Я слышу, как открывается дверь в палату реанимации и приближающиеся твёрдые уверенные шаги. Отодвигается стул и скрипит под тяжестью тела, шелестят страницы. Я открываю глаза и, щурясь от яркого света, смотрю на доктора. На его коленях моя карта, взгляд внимательных серых глаз прикован к моему лицу.
— С возвращением, Молли, — мягко произносит доктор приглушенным медицинской маской голосом. Пальцы в резиновых перчатках ощупывают мой лоб, приподнимают веки. — Как вы себя чувствуете? — сложив ладони поверх медицинской карты, спрашивает он.
— Я не чувствую, — отвечаю скрипучим голосом.
— Хорошо меня видите?
— Размыто. У меня плохое зрение. И я не Молли. Меня зовут Эбигейл.
В глазах доктора мелькает удивление.
— Хорошо, как скажите, — кивает он. — А что с настроением, Эбигейл? Угроза миновала, уверенно идете на поправку. Через пару дней переведем вас в палату. Все самое страшное позади.
— Скажите, он умер? — тихо задаю единственный волнующий меня сейчас вопрос. Доктор хмурится в недоумении.
— Кто?
— Ребенок, — шелестит мой голос.
— Нет, что вы. С ребёнком все в порядке. Надо будет еще провести дополнительные исследования, но на данный момент никаких угроз для вашей беременности не выявлено, — бодрым голосом сообщает врач. Я задерживаю дыхание, покрываясь холодным потом. Облегчение, отчаянье, боль — все смешалось.
— Спасибо, — бормочу я, слабо качнув головой.
— Не за что. Это моя работа, Эбигейл. Хотя вопрос о прерывании беременности стоял, но ваш муж не дал согласия и, как оказалось, правильно сделал.
— Вы сказали ему? — резко спрашиваю я, задыхаясь от острого спазма в груди.
— Простите, но в данном случае сюрприз сохранить не удалось. Но главное, что все живы, правда же? И мистер Морган с нетерпением ждет, когда сможет вас увидеть.

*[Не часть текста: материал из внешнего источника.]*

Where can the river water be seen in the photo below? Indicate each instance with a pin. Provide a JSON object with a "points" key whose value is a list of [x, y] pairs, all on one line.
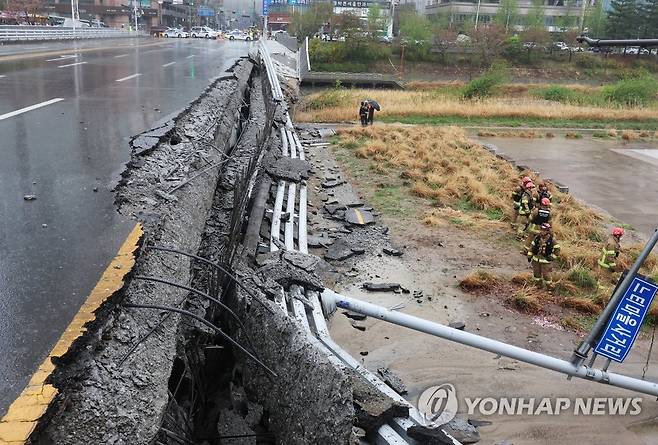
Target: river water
{"points": [[620, 178]]}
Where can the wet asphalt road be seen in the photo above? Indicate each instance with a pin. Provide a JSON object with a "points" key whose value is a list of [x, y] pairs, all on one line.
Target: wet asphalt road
{"points": [[618, 177], [61, 152]]}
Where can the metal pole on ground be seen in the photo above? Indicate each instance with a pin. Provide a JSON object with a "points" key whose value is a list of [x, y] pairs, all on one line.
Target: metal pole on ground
{"points": [[580, 354], [330, 300]]}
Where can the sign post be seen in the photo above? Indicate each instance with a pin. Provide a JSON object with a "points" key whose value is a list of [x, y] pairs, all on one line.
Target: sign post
{"points": [[625, 322]]}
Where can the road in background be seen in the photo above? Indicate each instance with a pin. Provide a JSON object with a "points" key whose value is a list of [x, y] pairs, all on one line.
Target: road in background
{"points": [[65, 123], [617, 177]]}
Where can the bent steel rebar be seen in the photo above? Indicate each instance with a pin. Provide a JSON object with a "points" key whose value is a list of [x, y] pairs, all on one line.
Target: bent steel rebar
{"points": [[216, 266], [206, 323]]}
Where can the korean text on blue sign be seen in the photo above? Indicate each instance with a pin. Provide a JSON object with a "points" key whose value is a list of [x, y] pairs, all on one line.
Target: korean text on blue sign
{"points": [[626, 320]]}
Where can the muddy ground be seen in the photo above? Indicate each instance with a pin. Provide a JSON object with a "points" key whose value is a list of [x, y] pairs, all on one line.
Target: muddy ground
{"points": [[432, 263]]}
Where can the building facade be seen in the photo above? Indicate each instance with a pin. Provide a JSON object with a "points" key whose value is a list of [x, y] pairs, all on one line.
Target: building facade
{"points": [[459, 12]]}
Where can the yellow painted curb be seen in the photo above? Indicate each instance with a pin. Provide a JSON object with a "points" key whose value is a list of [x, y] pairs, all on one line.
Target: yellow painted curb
{"points": [[24, 414]]}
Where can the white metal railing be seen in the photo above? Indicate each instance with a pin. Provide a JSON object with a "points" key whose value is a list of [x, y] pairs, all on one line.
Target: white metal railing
{"points": [[39, 33]]}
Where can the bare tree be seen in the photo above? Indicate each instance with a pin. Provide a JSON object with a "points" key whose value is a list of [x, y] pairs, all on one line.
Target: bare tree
{"points": [[26, 9], [488, 42]]}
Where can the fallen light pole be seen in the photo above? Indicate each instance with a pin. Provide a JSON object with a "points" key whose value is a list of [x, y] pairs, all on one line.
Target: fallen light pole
{"points": [[580, 354], [331, 300]]}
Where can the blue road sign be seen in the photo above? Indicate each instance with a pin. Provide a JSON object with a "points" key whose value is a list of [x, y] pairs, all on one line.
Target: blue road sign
{"points": [[204, 11], [626, 320]]}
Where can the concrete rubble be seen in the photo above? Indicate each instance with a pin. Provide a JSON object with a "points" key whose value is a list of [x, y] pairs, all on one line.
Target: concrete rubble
{"points": [[143, 375]]}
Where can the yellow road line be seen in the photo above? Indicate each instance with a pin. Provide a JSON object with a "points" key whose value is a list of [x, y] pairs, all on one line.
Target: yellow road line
{"points": [[24, 414], [11, 57]]}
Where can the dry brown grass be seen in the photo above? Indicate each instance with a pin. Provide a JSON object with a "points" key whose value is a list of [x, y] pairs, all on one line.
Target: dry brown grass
{"points": [[430, 104], [527, 134], [511, 89], [465, 186], [480, 279], [628, 135], [584, 305], [527, 299]]}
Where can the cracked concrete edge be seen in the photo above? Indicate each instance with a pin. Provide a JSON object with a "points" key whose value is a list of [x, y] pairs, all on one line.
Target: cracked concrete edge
{"points": [[26, 411], [98, 400]]}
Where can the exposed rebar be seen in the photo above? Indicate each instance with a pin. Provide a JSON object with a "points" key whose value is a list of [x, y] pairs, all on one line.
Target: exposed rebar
{"points": [[216, 266], [206, 323]]}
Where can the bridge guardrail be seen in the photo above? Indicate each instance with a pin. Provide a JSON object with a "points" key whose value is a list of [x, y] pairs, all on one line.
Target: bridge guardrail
{"points": [[39, 33]]}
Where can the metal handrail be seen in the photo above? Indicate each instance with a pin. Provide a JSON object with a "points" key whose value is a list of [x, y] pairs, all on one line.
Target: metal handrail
{"points": [[34, 33]]}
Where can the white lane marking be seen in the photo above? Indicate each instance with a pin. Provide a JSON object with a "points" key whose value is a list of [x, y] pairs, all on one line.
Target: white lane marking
{"points": [[30, 108], [128, 77], [62, 58], [71, 64]]}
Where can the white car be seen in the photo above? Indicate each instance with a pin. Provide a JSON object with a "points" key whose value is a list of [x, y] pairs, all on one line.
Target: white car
{"points": [[238, 35], [203, 32], [175, 32]]}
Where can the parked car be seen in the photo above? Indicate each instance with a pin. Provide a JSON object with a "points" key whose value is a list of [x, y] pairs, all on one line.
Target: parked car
{"points": [[236, 34], [203, 32], [561, 46], [175, 32], [159, 30]]}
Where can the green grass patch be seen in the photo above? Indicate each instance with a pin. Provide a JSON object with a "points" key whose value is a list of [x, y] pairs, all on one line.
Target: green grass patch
{"points": [[601, 135], [466, 206], [388, 200], [494, 214], [649, 124], [582, 278]]}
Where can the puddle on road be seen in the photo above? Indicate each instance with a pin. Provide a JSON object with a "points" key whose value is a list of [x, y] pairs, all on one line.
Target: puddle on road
{"points": [[615, 176]]}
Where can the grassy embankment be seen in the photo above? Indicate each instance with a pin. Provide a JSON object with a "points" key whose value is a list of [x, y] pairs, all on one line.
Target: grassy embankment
{"points": [[439, 176], [509, 105]]}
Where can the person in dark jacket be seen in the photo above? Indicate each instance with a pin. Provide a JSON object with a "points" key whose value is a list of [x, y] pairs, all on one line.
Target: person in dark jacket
{"points": [[363, 113], [543, 251]]}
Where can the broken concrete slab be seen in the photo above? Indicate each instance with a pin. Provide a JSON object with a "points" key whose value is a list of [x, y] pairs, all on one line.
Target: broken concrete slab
{"points": [[372, 407], [332, 184], [392, 380], [340, 251], [143, 145], [289, 169], [333, 208], [460, 325], [354, 315], [231, 424], [359, 217], [381, 287], [326, 132], [429, 436], [462, 431], [356, 325], [287, 268], [318, 241], [392, 252]]}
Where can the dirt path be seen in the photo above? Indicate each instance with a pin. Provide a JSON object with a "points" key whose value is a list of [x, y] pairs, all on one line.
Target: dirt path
{"points": [[433, 262]]}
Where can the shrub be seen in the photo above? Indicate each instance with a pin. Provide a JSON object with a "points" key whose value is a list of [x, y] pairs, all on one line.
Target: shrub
{"points": [[633, 91], [582, 278], [557, 93], [328, 98], [485, 85]]}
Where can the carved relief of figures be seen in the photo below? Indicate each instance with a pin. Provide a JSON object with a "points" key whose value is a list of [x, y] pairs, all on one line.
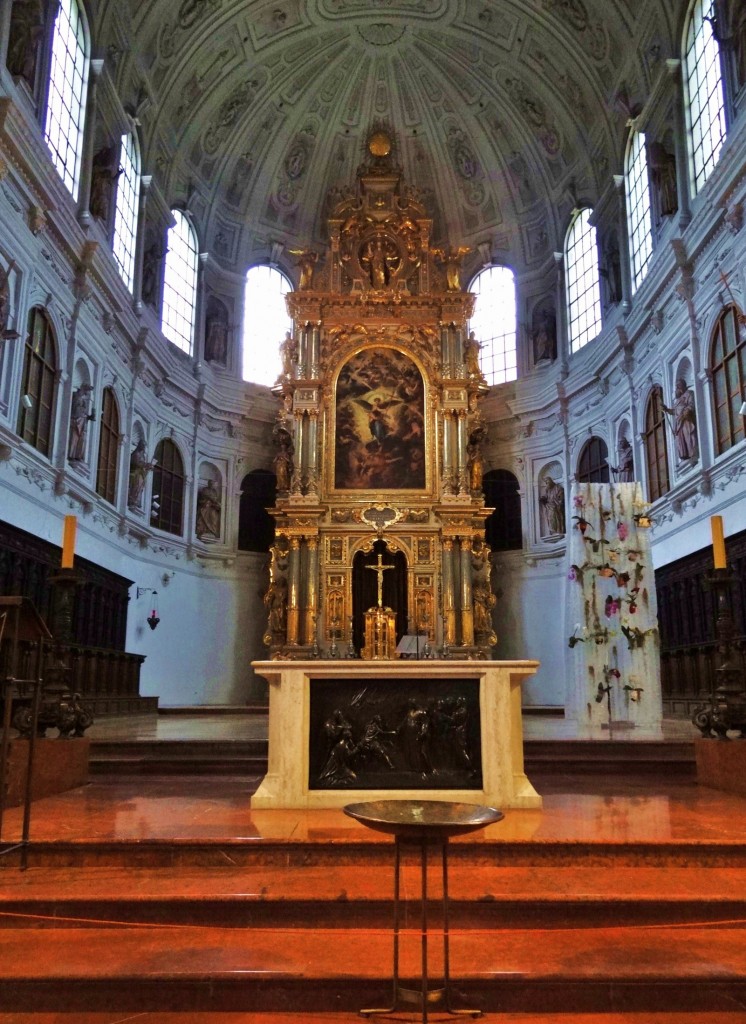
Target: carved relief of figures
{"points": [[104, 172], [209, 512], [27, 28], [663, 177], [543, 335], [685, 422], [140, 466], [624, 472], [216, 332], [552, 503], [80, 414]]}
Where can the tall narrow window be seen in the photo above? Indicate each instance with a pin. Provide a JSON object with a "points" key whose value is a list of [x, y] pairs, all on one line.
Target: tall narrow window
{"points": [[639, 222], [167, 505], [656, 455], [127, 209], [179, 284], [494, 323], [581, 281], [67, 100], [593, 466], [728, 369], [703, 89], [265, 323], [502, 528], [36, 416], [107, 449]]}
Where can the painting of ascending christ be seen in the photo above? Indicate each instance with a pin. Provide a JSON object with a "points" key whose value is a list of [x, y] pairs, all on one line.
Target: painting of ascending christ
{"points": [[380, 442]]}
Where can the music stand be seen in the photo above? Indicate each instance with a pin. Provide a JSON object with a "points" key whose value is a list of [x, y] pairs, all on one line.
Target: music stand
{"points": [[19, 623]]}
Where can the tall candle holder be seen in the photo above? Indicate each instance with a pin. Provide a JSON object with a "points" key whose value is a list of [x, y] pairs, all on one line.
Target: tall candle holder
{"points": [[726, 708]]}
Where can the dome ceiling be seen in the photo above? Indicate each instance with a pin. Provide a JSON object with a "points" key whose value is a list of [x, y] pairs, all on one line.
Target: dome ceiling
{"points": [[505, 112]]}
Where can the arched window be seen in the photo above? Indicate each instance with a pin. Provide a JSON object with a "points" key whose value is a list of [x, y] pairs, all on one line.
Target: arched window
{"points": [[39, 383], [67, 97], [503, 530], [265, 323], [179, 285], [639, 221], [256, 525], [656, 456], [107, 449], [494, 323], [581, 281], [593, 466], [728, 369], [127, 209], [167, 504], [703, 90]]}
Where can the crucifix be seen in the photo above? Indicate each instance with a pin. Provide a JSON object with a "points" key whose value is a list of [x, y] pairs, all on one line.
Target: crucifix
{"points": [[380, 568]]}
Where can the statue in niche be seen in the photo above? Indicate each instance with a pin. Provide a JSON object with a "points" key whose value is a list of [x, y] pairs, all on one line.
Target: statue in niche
{"points": [[27, 28], [140, 466], [104, 172], [283, 470], [624, 472], [239, 180], [289, 355], [685, 422], [150, 263], [209, 512], [543, 335], [216, 332], [552, 503], [663, 177], [472, 349], [307, 259], [80, 414], [611, 270]]}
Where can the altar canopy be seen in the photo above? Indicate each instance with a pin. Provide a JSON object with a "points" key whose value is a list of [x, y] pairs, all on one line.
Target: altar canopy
{"points": [[614, 649], [380, 371]]}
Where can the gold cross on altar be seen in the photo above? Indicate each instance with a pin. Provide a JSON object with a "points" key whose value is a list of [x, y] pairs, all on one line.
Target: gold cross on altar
{"points": [[380, 568]]}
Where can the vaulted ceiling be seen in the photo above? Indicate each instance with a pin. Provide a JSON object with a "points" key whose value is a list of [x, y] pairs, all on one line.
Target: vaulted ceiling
{"points": [[508, 112]]}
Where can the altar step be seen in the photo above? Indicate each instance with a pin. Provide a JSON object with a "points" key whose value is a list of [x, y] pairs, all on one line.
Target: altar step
{"points": [[238, 757]]}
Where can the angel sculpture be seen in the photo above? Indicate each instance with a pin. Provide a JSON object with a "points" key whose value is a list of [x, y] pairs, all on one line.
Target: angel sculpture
{"points": [[307, 259], [452, 259]]}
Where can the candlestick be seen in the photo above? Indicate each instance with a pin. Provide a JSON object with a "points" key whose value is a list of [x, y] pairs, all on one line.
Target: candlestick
{"points": [[71, 525], [718, 543]]}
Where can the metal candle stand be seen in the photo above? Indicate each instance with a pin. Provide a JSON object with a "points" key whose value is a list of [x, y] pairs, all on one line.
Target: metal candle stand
{"points": [[726, 708]]}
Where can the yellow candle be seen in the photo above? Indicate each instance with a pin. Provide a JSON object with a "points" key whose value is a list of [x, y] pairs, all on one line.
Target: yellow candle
{"points": [[718, 543], [71, 525]]}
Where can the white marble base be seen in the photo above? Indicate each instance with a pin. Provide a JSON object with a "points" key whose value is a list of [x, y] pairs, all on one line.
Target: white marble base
{"points": [[503, 780]]}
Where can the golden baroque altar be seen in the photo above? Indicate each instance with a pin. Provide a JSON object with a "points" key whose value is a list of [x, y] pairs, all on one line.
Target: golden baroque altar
{"points": [[379, 435]]}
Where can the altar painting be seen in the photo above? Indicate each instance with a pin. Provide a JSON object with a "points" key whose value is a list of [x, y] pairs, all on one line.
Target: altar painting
{"points": [[380, 429]]}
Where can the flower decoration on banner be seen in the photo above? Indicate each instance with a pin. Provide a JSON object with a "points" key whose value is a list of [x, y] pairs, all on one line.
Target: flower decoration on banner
{"points": [[581, 523]]}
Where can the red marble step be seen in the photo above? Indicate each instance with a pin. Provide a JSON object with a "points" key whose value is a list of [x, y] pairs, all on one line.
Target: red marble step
{"points": [[111, 1017], [362, 896], [192, 969]]}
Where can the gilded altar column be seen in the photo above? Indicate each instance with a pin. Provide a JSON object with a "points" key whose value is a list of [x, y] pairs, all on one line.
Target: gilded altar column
{"points": [[448, 594], [312, 443], [467, 605], [462, 453], [299, 470], [294, 590], [311, 589]]}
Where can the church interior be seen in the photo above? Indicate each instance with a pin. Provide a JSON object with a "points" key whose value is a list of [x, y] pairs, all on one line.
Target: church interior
{"points": [[373, 431]]}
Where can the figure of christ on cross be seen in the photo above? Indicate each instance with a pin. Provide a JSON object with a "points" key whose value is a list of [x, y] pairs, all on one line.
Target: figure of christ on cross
{"points": [[380, 568]]}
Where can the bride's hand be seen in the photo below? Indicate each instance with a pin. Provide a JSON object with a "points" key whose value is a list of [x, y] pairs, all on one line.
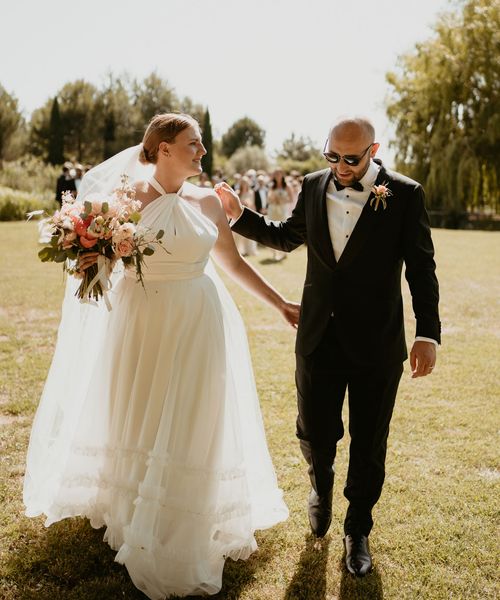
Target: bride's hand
{"points": [[230, 200], [291, 313]]}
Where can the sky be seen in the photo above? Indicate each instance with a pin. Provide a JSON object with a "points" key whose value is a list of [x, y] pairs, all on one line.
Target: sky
{"points": [[291, 65]]}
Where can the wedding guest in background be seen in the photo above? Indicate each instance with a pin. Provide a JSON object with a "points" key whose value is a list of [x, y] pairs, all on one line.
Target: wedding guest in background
{"points": [[279, 200], [246, 247], [78, 175], [65, 183], [261, 192], [204, 180]]}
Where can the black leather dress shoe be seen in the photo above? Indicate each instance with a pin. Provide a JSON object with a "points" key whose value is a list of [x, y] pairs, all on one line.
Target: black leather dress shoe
{"points": [[320, 512], [358, 559]]}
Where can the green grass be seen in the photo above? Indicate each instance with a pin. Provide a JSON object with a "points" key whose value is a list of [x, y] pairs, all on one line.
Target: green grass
{"points": [[436, 525]]}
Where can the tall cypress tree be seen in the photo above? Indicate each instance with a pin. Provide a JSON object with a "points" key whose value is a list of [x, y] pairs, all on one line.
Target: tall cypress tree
{"points": [[207, 160], [109, 135], [56, 136]]}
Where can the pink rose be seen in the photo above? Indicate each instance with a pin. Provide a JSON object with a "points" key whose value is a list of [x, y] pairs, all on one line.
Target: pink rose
{"points": [[124, 247]]}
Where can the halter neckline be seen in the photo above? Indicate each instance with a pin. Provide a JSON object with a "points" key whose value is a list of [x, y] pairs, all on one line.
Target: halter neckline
{"points": [[157, 186]]}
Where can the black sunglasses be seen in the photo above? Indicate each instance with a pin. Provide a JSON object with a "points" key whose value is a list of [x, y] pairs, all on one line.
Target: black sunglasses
{"points": [[349, 159]]}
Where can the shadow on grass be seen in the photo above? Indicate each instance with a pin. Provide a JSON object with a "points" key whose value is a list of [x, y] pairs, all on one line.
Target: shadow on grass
{"points": [[360, 588], [309, 579], [70, 561]]}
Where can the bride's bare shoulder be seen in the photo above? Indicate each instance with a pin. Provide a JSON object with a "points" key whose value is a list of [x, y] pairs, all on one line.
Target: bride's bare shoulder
{"points": [[200, 195], [144, 192]]}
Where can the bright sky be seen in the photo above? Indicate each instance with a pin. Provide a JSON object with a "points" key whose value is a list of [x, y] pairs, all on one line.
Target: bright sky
{"points": [[291, 65]]}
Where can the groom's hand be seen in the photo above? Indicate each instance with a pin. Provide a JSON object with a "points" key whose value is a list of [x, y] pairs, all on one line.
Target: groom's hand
{"points": [[230, 201], [291, 313], [422, 358]]}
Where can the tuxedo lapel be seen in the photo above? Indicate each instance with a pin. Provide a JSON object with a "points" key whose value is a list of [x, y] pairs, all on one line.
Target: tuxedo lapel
{"points": [[367, 223], [323, 241]]}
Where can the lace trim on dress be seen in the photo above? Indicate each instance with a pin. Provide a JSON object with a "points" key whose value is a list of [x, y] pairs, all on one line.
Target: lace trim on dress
{"points": [[164, 460]]}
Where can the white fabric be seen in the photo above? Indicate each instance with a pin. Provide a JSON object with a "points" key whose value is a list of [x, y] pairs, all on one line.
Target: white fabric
{"points": [[344, 208], [149, 423]]}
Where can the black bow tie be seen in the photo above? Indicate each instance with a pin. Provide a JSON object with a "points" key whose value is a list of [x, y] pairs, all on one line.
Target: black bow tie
{"points": [[355, 186]]}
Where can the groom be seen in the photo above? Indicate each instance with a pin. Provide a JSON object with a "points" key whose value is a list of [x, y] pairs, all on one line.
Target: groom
{"points": [[351, 334]]}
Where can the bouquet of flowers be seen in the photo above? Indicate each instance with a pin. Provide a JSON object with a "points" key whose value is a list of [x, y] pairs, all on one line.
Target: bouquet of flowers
{"points": [[108, 225]]}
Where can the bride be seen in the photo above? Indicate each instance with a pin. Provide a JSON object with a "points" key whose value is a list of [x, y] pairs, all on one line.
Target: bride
{"points": [[149, 423]]}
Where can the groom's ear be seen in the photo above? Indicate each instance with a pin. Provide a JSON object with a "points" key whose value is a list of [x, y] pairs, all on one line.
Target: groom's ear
{"points": [[374, 149], [163, 147]]}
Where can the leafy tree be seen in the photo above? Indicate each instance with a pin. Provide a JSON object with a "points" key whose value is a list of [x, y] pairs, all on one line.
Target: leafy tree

— Нет, — ожесточённо, отчаянно кричу я, хватая доктора за руку. Аппараты пронзительно пищат, и врач встревоженно смотрит на меня. Мягко накрывает мою ладонь успокаивающим жестом. Я смаргиваю выступившие слезы. — Я не хочу в палату. Оставьте меня здесь так долго, сколько можете.
— Почему?
— Не хочу его видеть. Не пускайте сюда моего мужа. Прошу вас. Я не могу! Пожалуйста, — всхлипывая, умоляю я, и доктор встаёт, склоняясь надо мной, осторожно удерживая за плечи.
— Тихо, Эбигейл. Вам нельзя волноваться. Ложитесь, — мягко произносит он, опуская меня на подушку. — Расслабьтесь. Любое нервное потрясение неблагоприятно сказывается на вашем ребёнке. Подумайте о нем и постарайтесь успокоиться.
— Вы не понимаете. Если он придет, я умру. Не позволяйте ему. Я знаю, что вы можете. Скажите, что у меня стресс, что я умерла, что угодно, но не пускайте.